Dentro musica, battimani e scene isteriche. Fuori una calca di giovani, con le forze dell’ordine in stato di assedio a blindare l’ingresso. È il 27 aprile 1966 e non è un concerto dei Beatles, ma la prima esecuzione della Messa dei Giovani di Marcello Giombini: la celebre “messa beat”… E la Chiesa elettrizzata e anche sconvolta dagli esiti della costituzione Sacrosanctum Concilium che, ammettendo la lingua volgare nel rito, genera in alcuni una sorta di liberazione rispetto al passato, in altri una sensazione di profondo smarrimento. Questo fatto produce una terra di nessuno in cui diversi attori liturgico-musicali fanno la loro comparsa. E, naturalmente, gli uni contro gli altri… A 50 anni di distanza, quella “litigiosità” sulla musica nella liturgia non sembra venire a patti. Difficile trovare un argomento ecclesiastico su cui le discussioni siano più roventi.

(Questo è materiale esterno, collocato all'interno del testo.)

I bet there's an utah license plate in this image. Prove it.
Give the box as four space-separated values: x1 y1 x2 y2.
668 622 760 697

Leggi l’intero articolo su Avvenire.

Aggiungo solo un veloce pensiero a margine. Probabilmente bisognava passare da lì e forse quegli esperimenti erano necessari: non mi sento di condannare e non mi straccio le vesti. In ogni caso, la questione odierna non è ciò che è stato. Il cammino che oggi deve essere decisamente intrapreso, è quello che conduce a mettere a tema la musica, e quindi il canto, come linguaggio della liturgia. Solo così sarà possibile superare la crisi della musica liturgica. E’ necessario far maturare quei punti di vista che, anche con scelte operative paradossalmente di segno opposto, riducono la musica liturgica a musica e canto nella liturgia o per la liturgia, dove le preposizioni dicono di due elementi pensati in modo estrinseco, che condividono unicamente la simultaneità dell’esecuzione, liturgica e musicale.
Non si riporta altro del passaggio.